Kami pun janjian ketemu di PMI Kramat malam itu. Singkat cerita, akhirnya dondar pun selesai dilakukan. Terima kasih, Papa Dian. Barakallah.

Sampai jam 1-an dini hari, saya masih di PMI Kramat. Saya berpikir, untuk membawa sendiri kantung darahnya ke rumah sakit. Tapi kata petugasnya, "Ibu pulang saja. Selanjutnya ini urusan PMI dengan rumah sakit. Darahnya juga masih diproses dulu. Sekitar jam 6 nanti sudah bisa diserahterimakan."

Awalnya saya bersikeras untuk menunggui, tapi petugasnya tetap menyuruh saya pulang, karena percuma, kantung darah tidak akan diserahkan ke saya, tetapi harus ke petugas rumah sakit. Akhirnya saya pun pulang, saat jarum jam hampir menyentuh angka 2.

Paginya, jam 10 saya sudah di RS Fatmawati. Hari ini Gerakan Berbagi mengadakan acara rutin donor darah di UTDRS Fatmawati dan menghibur pasien anak prasejahtera. Usai acara, saya segera meluncur ke rumah sakit untuk menunggui ibu.

Sampai di rumah sakit, saya langsung lemas mendengar kantung darah yang tadi malam, belum juga sampai, apalagi ditansfusikan ke ibu saya :( Alasan dokter jaga, saat itu sedang tidak ada ambulans yang bisa digunakan untuk menjemputnya. Ambulans? Untuk sekantung darah? Apa tidak berlebihan?

Saat itu, sudah jam 14an. Artinya sudah 12 jam lebih sejak dondar selesai dilakukan di PMI Kramat. Kondisi ibu sudah sangat kritis. Hb-nya semakin rendah, sementara denyut nadinya pun semakin lemah. Hingga akhirnya sakratul maut menjemputnya, kantung darah itu tidak pernah sampai di rumah sakit.

Cobaan yang berat ini, membuat iman saya menipis. Saya sempat mempertanyakan ketetapan Allah ini. Kenapa saya tidak bisa menolong ibu sendiri, sementara saya berkali-kali bisa menolong orang lain yang bahkan tidak saya kenal? Maafin saya ya, Ma. I have failed you :'(

Saya sempat vakum tidak dondar untuk beberapa lama. Jangankan dondar, menelusuri lorong rumah sakit saja sudah cukup membuat saya menangis sesenggukan. Semuanya mengingatkan pada kegagalan saya menolong ibu sendiri.

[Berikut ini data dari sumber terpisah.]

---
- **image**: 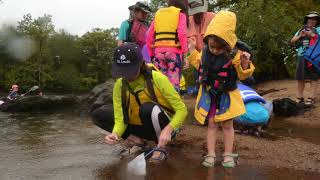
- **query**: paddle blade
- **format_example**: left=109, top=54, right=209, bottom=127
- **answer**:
left=127, top=153, right=146, bottom=176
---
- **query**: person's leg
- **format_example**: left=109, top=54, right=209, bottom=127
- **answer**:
left=296, top=56, right=306, bottom=103
left=152, top=52, right=168, bottom=75
left=205, top=118, right=219, bottom=164
left=311, top=80, right=319, bottom=98
left=166, top=52, right=182, bottom=92
left=222, top=120, right=234, bottom=162
left=297, top=80, right=305, bottom=99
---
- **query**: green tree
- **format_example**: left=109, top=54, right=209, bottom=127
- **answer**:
left=17, top=14, right=54, bottom=86
left=79, top=28, right=117, bottom=82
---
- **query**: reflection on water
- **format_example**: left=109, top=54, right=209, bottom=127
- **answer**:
left=268, top=117, right=320, bottom=145
left=0, top=113, right=319, bottom=180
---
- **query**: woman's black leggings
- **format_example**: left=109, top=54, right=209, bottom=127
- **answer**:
left=91, top=102, right=170, bottom=142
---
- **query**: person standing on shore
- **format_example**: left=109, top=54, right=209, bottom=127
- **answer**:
left=187, top=11, right=254, bottom=168
left=291, top=12, right=320, bottom=105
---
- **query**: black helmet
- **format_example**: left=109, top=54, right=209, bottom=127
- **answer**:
left=303, top=11, right=320, bottom=25
left=128, top=2, right=151, bottom=13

Perlu waktu hampir setahun untuk saya menyadari: walau tidak mampu menyelamatkan ibu saya sendiri, tapi saya masih bisa menyelamatkan orang lain, bukankah itu suatu hal yang patut disyukuri? Bagaimanapun, sebagai manusia, selama masih hidup, kita harus bisa bermanfaat bagi orang lain.

Alhamdulillah, sekarang saya sudah aktif lagi dondar. Mari saling mendoakan, semoga kita selalu diberikan kemampuan untuk terus berbagi.

Jangan pernah berhenti berbuat baik, walau hidup mengecewakanmu. Teruslah berbuat baik dan membuat hidupmu jadi berarti.